IARC Sci Publ, 1978;(24 Pt 2):991-7.

Miller RL, Iltis JP, Rapp F

PMID: 221418

Abstract
The thymidine analogue, 1-beta-arabinofuranosylthymine (ara-T), has previously been found to selectively inhibit herpes simplex virus (HSV) replication. At a relatively non-toxic concentration (50 microgram/ml), ara-T reduced HSV yields by a factor of 10,000-100,000. Ara-T was also effective in inhibiting the replication of variecella-zoster virus (VZV) in vitro in human embryo fibroblasts, completely preventing VZV-specific cytopathic effects (CPE).
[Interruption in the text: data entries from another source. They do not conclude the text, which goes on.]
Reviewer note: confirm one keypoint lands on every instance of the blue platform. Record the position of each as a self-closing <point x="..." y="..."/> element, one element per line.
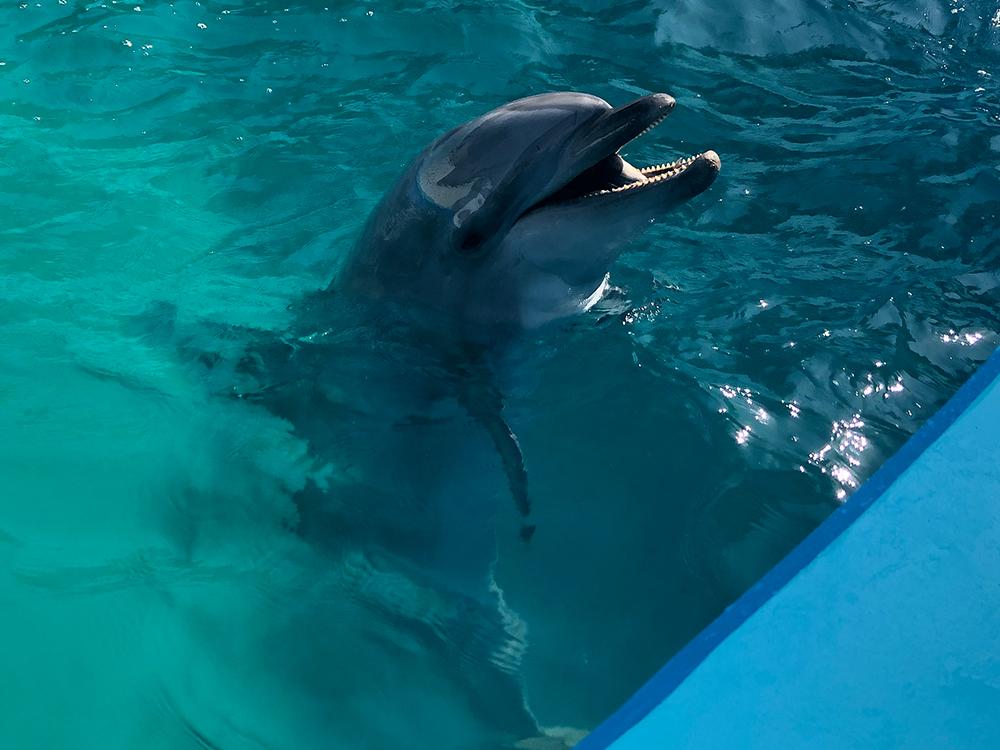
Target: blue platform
<point x="882" y="629"/>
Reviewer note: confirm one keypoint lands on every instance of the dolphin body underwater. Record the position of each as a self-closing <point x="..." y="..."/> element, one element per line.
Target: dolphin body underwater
<point x="513" y="220"/>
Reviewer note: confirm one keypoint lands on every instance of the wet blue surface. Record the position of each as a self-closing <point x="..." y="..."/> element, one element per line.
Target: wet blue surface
<point x="210" y="539"/>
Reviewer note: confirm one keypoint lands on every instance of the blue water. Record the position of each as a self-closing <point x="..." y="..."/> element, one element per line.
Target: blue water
<point x="207" y="544"/>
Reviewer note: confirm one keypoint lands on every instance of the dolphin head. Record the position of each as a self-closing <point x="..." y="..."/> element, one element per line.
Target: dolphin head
<point x="516" y="217"/>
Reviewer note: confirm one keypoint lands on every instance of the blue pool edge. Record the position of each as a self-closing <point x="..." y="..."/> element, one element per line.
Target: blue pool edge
<point x="675" y="671"/>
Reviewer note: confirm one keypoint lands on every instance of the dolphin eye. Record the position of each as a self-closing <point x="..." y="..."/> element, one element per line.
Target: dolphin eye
<point x="471" y="242"/>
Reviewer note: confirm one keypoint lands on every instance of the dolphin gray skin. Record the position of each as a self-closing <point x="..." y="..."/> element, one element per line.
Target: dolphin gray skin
<point x="515" y="218"/>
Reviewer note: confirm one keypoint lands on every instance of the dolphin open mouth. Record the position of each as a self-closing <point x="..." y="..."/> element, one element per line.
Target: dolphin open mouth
<point x="603" y="174"/>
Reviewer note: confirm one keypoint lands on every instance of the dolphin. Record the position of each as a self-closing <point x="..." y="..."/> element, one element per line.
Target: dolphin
<point x="513" y="220"/>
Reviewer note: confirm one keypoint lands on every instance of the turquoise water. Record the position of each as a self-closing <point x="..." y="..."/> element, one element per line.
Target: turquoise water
<point x="203" y="545"/>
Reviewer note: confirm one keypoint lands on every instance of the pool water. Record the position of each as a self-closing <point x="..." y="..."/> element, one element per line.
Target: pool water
<point x="212" y="538"/>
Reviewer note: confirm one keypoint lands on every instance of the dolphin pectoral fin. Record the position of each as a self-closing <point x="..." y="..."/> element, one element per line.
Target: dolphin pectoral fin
<point x="484" y="402"/>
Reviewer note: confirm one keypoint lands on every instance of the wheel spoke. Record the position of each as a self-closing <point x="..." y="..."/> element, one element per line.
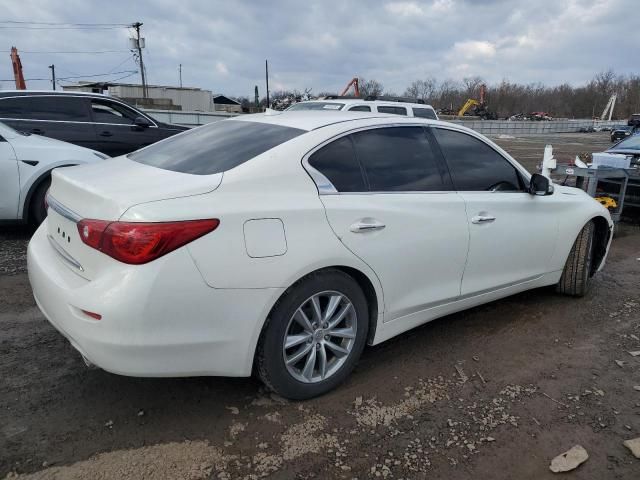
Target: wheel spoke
<point x="342" y="333"/>
<point x="334" y="302"/>
<point x="322" y="354"/>
<point x="293" y="340"/>
<point x="338" y="318"/>
<point x="303" y="320"/>
<point x="307" y="371"/>
<point x="303" y="351"/>
<point x="317" y="312"/>
<point x="336" y="349"/>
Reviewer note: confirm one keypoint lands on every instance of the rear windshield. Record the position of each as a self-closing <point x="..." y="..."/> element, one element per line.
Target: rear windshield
<point x="216" y="147"/>
<point x="316" y="106"/>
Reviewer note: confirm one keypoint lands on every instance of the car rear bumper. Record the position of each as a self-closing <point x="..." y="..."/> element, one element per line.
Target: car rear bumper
<point x="158" y="320"/>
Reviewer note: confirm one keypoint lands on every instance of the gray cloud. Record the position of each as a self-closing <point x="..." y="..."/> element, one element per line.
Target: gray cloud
<point x="322" y="44"/>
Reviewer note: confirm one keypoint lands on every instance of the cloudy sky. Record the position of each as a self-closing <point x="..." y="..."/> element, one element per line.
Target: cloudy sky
<point x="222" y="44"/>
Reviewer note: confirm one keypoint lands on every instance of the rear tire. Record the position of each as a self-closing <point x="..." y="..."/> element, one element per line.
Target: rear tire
<point x="327" y="354"/>
<point x="577" y="271"/>
<point x="37" y="208"/>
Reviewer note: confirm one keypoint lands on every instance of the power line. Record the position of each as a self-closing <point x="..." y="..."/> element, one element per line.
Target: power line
<point x="131" y="72"/>
<point x="68" y="52"/>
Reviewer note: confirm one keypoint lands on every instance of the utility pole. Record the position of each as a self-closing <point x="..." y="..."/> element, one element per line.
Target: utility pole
<point x="53" y="75"/>
<point x="266" y="71"/>
<point x="138" y="45"/>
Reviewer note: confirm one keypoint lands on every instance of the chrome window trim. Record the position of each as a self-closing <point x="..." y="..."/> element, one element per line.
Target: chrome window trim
<point x="60" y="209"/>
<point x="68" y="258"/>
<point x="86" y="96"/>
<point x="325" y="187"/>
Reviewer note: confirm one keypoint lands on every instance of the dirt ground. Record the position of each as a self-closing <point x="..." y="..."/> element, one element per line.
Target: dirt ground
<point x="495" y="392"/>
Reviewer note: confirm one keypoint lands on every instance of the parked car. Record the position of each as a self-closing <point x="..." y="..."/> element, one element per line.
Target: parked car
<point x="89" y="120"/>
<point x="298" y="238"/>
<point x="391" y="105"/>
<point x="26" y="162"/>
<point x="620" y="131"/>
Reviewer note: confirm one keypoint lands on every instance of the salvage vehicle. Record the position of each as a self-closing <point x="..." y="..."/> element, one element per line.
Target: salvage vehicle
<point x="26" y="163"/>
<point x="90" y="120"/>
<point x="390" y="105"/>
<point x="282" y="243"/>
<point x="620" y="131"/>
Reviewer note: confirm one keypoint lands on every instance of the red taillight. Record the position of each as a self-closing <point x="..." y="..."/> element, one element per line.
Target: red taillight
<point x="137" y="243"/>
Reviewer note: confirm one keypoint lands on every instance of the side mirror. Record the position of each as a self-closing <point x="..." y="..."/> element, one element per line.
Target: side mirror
<point x="141" y="122"/>
<point x="540" y="185"/>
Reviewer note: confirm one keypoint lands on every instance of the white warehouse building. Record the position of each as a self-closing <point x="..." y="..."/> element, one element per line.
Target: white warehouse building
<point x="158" y="97"/>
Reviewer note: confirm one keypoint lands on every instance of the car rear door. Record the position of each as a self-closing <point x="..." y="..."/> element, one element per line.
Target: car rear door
<point x="62" y="117"/>
<point x="116" y="130"/>
<point x="393" y="207"/>
<point x="512" y="233"/>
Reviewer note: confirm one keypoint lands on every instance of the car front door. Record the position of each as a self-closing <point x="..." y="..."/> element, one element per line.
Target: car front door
<point x="116" y="129"/>
<point x="512" y="233"/>
<point x="62" y="117"/>
<point x="393" y="208"/>
<point x="9" y="182"/>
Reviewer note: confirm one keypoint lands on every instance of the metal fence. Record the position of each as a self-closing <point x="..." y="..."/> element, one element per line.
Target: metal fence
<point x="524" y="127"/>
<point x="188" y="118"/>
<point x="491" y="127"/>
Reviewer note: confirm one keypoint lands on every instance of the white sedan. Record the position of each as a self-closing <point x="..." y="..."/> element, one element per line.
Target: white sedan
<point x="284" y="243"/>
<point x="26" y="162"/>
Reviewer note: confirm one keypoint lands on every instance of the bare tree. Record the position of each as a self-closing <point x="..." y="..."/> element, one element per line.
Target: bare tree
<point x="370" y="87"/>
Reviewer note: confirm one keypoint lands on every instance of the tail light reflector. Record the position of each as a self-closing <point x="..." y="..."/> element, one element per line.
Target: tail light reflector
<point x="136" y="243"/>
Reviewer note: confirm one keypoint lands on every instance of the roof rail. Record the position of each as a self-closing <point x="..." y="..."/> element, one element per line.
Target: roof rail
<point x="387" y="98"/>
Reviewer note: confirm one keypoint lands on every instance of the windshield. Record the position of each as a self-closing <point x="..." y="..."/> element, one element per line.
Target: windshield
<point x="316" y="106"/>
<point x="214" y="148"/>
<point x="631" y="143"/>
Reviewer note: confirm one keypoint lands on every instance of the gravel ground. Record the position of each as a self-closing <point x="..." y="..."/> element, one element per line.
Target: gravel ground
<point x="495" y="392"/>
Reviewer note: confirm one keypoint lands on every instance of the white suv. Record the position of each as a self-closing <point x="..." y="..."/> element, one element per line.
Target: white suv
<point x="392" y="105"/>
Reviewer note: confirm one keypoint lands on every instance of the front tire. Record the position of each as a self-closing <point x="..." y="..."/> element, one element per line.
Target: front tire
<point x="37" y="208"/>
<point x="314" y="336"/>
<point x="577" y="271"/>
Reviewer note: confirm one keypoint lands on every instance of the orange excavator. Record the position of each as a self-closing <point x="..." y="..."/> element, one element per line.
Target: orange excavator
<point x="17" y="69"/>
<point x="356" y="89"/>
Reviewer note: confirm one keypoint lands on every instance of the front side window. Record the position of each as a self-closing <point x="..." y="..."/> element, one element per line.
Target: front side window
<point x="474" y="165"/>
<point x="392" y="110"/>
<point x="398" y="159"/>
<point x="337" y="161"/>
<point x="54" y="107"/>
<point x="216" y="147"/>
<point x="111" y="112"/>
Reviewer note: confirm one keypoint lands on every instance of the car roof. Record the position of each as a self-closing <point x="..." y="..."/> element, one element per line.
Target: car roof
<point x="364" y="101"/>
<point x="28" y="93"/>
<point x="312" y="119"/>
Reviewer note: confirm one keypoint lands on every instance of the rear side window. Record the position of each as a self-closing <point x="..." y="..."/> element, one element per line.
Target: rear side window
<point x="398" y="159"/>
<point x="59" y="108"/>
<point x="424" y="113"/>
<point x="392" y="110"/>
<point x="214" y="148"/>
<point x="337" y="161"/>
<point x="474" y="165"/>
<point x="360" y="108"/>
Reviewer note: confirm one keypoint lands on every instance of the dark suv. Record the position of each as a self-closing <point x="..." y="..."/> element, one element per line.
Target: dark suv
<point x="90" y="120"/>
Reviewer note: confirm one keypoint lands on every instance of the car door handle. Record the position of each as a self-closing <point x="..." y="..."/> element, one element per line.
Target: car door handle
<point x="482" y="219"/>
<point x="366" y="225"/>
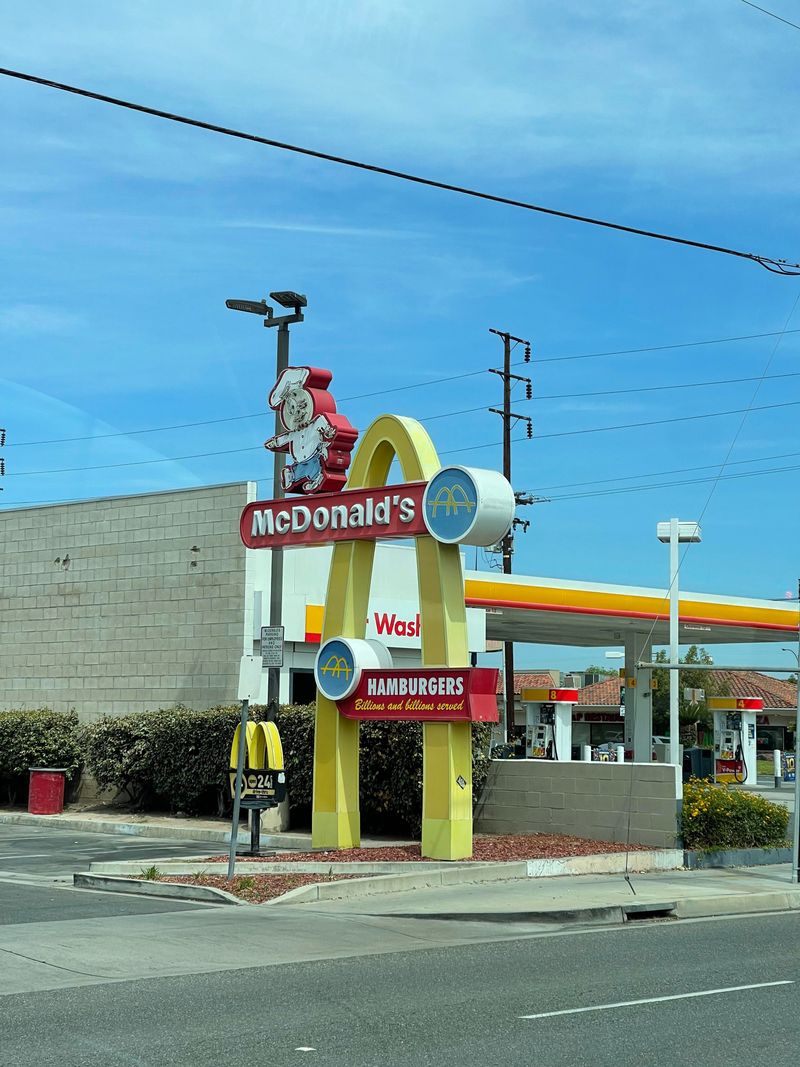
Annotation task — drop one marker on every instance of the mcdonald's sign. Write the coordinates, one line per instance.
(264, 781)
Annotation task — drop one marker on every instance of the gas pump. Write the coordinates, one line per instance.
(734, 737)
(548, 723)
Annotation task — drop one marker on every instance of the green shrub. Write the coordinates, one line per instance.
(175, 757)
(118, 753)
(716, 817)
(36, 738)
(178, 758)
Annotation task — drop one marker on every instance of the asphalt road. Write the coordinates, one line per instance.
(440, 1004)
(94, 978)
(43, 853)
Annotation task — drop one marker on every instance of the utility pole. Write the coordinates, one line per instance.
(508, 542)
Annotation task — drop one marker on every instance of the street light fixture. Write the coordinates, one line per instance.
(297, 301)
(675, 532)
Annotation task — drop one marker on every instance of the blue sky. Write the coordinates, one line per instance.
(123, 235)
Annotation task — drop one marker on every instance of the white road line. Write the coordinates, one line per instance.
(654, 1000)
(25, 856)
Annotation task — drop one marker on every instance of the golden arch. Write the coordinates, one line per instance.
(264, 746)
(336, 666)
(446, 498)
(447, 807)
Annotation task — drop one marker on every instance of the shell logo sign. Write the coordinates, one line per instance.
(440, 508)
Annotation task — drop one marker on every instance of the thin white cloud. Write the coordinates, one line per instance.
(36, 319)
(314, 227)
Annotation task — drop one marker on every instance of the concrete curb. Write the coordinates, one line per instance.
(191, 865)
(138, 887)
(354, 888)
(738, 904)
(597, 863)
(189, 832)
(696, 860)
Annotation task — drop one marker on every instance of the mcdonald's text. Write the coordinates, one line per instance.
(368, 514)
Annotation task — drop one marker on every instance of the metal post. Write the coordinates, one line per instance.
(508, 540)
(674, 675)
(796, 823)
(238, 785)
(276, 555)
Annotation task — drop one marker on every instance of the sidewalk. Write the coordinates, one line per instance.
(213, 831)
(682, 894)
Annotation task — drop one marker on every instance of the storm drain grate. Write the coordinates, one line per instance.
(644, 912)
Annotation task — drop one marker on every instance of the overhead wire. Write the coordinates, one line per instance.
(659, 474)
(722, 466)
(452, 378)
(466, 448)
(669, 484)
(776, 266)
(771, 14)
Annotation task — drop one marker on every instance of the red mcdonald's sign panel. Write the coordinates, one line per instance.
(426, 694)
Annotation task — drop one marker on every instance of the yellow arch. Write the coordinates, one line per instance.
(264, 746)
(447, 808)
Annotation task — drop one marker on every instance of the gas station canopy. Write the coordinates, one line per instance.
(558, 611)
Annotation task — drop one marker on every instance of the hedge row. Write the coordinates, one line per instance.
(36, 738)
(177, 758)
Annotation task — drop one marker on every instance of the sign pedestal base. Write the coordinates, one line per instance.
(447, 791)
(336, 822)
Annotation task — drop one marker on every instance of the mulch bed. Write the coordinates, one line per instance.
(485, 847)
(255, 889)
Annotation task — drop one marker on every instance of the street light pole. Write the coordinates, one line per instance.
(674, 655)
(674, 532)
(276, 555)
(796, 814)
(296, 301)
(508, 542)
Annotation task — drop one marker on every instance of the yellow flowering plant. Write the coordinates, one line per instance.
(717, 817)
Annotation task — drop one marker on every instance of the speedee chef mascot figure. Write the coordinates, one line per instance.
(317, 440)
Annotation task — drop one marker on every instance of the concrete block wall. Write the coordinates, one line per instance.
(588, 799)
(136, 619)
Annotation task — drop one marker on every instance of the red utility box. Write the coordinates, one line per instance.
(46, 791)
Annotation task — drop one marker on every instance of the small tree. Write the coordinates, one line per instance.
(688, 714)
(603, 671)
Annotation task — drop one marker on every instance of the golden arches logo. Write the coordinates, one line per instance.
(337, 666)
(446, 497)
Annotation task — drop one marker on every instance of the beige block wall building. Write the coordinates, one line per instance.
(116, 605)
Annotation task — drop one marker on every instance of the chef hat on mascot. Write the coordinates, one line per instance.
(289, 379)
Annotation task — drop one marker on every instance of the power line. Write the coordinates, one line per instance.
(466, 448)
(776, 266)
(555, 499)
(664, 421)
(771, 14)
(659, 474)
(661, 348)
(667, 484)
(452, 378)
(659, 388)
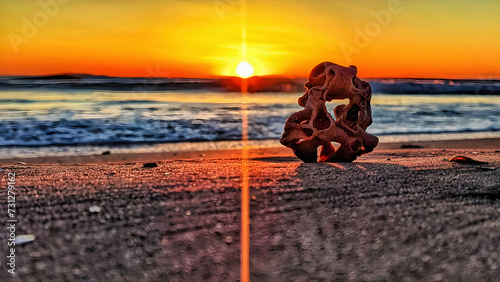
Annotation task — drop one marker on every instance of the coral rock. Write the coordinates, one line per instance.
(311, 131)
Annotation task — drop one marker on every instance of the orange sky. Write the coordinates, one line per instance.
(202, 38)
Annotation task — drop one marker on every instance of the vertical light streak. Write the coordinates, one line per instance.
(245, 197)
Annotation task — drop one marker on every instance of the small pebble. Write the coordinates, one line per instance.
(94, 209)
(24, 239)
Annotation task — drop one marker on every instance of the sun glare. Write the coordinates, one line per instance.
(244, 70)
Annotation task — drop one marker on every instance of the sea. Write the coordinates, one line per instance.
(55, 121)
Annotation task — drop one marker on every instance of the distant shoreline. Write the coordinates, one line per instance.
(232, 84)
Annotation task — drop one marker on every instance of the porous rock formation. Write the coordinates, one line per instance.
(311, 131)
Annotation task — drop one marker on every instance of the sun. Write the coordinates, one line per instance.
(244, 70)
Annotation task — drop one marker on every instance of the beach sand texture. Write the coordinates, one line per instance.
(390, 215)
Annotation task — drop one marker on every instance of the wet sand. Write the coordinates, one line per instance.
(394, 214)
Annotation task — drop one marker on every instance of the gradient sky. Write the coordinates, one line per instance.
(203, 38)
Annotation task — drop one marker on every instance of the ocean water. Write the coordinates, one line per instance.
(35, 122)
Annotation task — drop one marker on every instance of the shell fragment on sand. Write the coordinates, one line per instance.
(314, 129)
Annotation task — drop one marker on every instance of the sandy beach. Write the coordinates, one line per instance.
(394, 214)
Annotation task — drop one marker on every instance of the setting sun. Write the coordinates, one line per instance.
(244, 70)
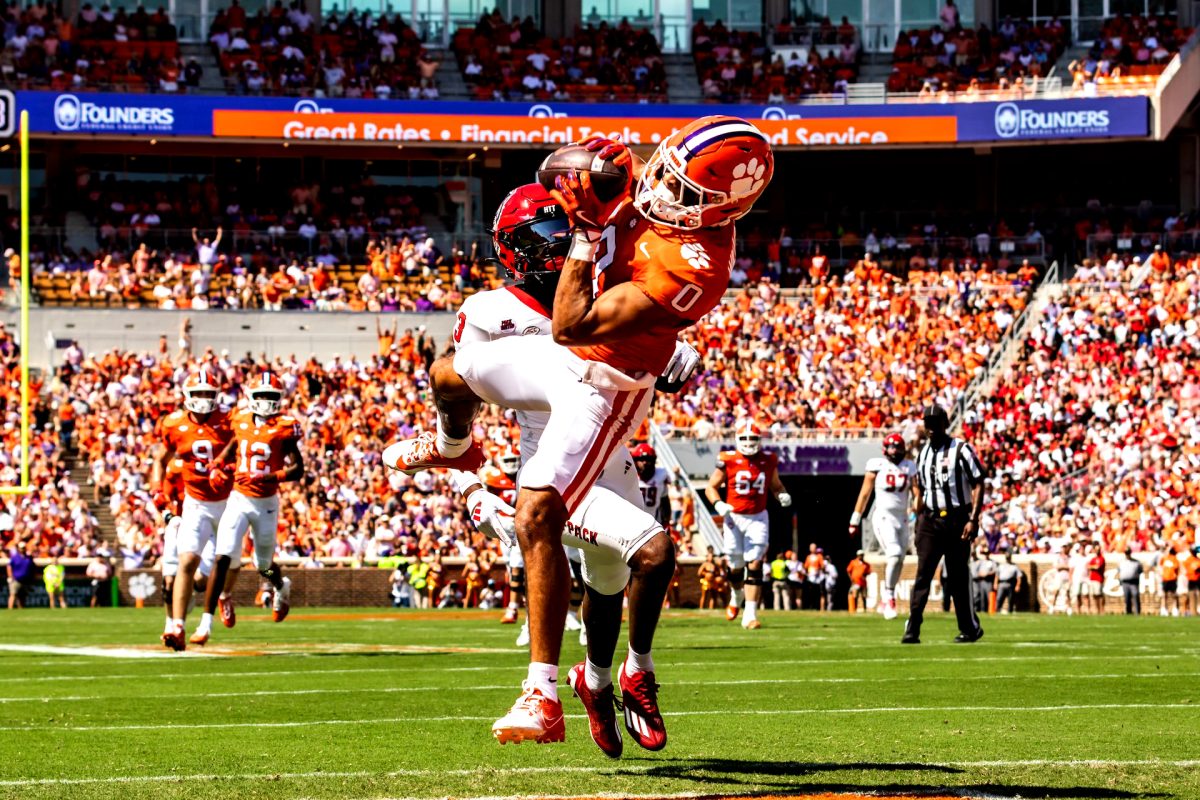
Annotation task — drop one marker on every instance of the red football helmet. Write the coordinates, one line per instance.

Ara-T reduced the cell-free virus and plaque-forming cell (PFC) yields of VZV as well as of the simian varicella-like virus, Delta herpesvirus. In contrast to HSV and VZV, cytomegalovirus (CMV) replication was relatively resistant to ara-T. Neither CPE nor the incorporation of 3H-thymidine into acid-insoluble material in CMV-infected cells was markedly affected. Interpretation of these results with regard to virus-induced deoxypyrimidine kinase is discussed.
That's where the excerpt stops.